Glossar – Research Data Management – Leibniz University Hannover

Bitstream preservation

Digital data consist of a fix sequence of bits (bit stream) with each bit representing either the value 1 or 0. Bit stream preservation means, that the sequence stays exactly the same. Due to ageing processes, storage media tend to corrupt individual bits over time. In order to avoid this, it is necessary to replace the medium on a regular basis. Copying data to a new medium is also necessary when technological advances lead to the widespread use of a new kind of media. Bit stream preservation is a basic requirement for long-term archiving of digital data.

Citation guidelines

Citation of scientific data publications varies widely depending on the subject area and research discipline. The topic of citation of research data is currently being dealt with by various scientific groups, so that a uniform standard does not (yet) exist. As in case of citing text documents, you should definitely indicate the author(s), the name of the dataset, the year of publication and the storage location or (if existent) a persistent identifier (like a DOI).

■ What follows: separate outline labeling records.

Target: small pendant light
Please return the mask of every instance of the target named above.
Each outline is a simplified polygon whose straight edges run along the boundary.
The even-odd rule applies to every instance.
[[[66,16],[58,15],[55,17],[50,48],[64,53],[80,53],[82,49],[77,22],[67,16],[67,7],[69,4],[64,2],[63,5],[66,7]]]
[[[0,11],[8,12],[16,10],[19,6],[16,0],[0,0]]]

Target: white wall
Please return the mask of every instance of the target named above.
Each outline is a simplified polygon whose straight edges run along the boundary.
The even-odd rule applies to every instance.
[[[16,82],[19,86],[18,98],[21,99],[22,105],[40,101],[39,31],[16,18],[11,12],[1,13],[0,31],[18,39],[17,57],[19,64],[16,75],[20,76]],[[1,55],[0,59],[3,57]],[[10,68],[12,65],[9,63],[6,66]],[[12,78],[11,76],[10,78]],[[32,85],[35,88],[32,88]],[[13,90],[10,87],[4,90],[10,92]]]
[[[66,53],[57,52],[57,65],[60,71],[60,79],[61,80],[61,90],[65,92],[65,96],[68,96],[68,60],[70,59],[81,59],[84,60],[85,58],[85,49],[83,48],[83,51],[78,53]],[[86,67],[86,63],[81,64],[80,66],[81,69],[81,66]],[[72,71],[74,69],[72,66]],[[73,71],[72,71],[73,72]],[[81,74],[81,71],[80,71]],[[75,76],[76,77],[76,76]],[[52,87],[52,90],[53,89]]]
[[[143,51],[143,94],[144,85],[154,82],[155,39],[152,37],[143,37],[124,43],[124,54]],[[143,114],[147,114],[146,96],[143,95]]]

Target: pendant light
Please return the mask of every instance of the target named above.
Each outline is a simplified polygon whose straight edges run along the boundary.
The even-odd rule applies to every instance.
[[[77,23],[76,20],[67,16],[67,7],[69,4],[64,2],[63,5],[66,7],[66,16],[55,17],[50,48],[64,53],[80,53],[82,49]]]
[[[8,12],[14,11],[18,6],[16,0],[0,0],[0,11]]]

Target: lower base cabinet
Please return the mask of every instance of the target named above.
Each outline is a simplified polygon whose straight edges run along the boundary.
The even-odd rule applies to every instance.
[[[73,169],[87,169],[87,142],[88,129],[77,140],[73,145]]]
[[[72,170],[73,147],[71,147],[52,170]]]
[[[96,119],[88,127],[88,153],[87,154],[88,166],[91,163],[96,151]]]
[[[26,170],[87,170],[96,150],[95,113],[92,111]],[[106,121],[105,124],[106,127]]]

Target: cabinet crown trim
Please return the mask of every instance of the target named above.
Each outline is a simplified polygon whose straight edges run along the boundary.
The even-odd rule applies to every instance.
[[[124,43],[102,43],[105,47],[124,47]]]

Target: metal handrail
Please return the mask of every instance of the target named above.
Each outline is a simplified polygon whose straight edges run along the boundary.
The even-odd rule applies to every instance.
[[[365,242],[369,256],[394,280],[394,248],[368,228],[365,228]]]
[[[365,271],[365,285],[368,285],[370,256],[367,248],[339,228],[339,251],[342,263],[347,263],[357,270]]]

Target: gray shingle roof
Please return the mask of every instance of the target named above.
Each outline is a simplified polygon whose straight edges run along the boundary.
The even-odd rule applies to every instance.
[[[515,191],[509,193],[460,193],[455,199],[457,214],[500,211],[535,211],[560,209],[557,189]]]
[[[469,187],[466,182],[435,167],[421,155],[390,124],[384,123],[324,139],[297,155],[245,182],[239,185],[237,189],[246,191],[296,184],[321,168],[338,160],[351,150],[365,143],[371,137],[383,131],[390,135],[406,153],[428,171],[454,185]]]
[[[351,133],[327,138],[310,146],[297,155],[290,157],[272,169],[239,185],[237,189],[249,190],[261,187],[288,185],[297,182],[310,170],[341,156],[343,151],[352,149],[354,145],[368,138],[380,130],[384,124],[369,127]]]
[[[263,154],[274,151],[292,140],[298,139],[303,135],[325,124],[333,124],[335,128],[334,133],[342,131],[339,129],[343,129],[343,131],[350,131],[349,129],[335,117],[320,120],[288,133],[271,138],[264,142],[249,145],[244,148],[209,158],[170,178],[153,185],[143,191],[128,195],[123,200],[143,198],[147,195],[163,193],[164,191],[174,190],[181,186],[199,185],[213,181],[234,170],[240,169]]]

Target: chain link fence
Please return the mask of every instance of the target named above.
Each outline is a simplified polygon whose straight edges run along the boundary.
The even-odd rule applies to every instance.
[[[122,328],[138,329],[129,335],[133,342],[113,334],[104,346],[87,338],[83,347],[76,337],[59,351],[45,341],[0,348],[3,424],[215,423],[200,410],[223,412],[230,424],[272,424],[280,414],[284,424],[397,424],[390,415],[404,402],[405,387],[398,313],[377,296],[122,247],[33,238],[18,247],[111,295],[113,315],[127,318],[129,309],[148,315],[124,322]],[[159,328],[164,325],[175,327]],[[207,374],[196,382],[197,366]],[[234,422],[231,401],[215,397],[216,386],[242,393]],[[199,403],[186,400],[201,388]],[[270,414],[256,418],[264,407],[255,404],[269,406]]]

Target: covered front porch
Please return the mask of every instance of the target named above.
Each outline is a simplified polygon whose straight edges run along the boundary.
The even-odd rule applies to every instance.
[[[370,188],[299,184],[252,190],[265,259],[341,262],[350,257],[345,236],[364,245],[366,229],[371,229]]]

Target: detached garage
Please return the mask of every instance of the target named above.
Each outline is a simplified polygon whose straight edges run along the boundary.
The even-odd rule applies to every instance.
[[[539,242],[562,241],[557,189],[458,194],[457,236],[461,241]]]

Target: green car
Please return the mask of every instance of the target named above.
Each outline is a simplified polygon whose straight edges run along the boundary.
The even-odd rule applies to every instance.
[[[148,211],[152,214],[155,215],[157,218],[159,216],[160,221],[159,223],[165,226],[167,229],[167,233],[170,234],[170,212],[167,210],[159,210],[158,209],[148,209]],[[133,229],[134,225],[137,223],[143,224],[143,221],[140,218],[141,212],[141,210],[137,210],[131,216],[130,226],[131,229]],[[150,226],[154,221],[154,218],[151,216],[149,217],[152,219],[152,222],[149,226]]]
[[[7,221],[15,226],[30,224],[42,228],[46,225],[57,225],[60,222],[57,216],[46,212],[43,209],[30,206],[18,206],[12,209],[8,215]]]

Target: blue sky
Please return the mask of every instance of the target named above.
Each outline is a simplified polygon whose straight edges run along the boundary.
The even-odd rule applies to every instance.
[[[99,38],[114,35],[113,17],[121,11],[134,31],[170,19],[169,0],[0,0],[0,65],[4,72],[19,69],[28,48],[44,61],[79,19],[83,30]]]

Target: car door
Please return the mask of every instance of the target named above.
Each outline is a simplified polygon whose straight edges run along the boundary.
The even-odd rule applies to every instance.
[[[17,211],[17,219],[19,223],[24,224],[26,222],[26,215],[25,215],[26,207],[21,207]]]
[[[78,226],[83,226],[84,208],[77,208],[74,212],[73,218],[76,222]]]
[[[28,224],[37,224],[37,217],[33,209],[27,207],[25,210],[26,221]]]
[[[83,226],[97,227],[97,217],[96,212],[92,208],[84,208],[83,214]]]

You can create machine-readable metadata files for your own publications using the free online service CFF INIT. Such files facilitate the incorporation of the data into reference management programs etc. and help citing you correctly.

to CFF INIT

Copyright

Some kinds of research data, such as drawings and photographs, may constitute a “work” and hence be subject to copyright laws (German). This is true if they reach the necessary level of creativity and originality. (Measurement) data exclusively generated by machines usually do not qualify. If data is protected by copyright then all rights to use, exploit and reproduce them lies with those persons who created them, as long as no legal agreements reached beforehand indicate otherwise (e.g. work contract, cooperation agreement or a contract on a commissioned project). The originators may, however, cede these rights in order to enable others to re-use their works.

In case of publically funded research many funders expects all data to be made accessible by everyone free of charge as long as there are no legal constraints. Wherever possible, re-use should be allowed without restrictions. To this end, it is recommendable to allocate a license to (possibly) copyright-protected research data. The Creative Commons licenses CC0 (no rights reserved) or CC-BY (originators must be indicated), for example, are especially well-known and proven.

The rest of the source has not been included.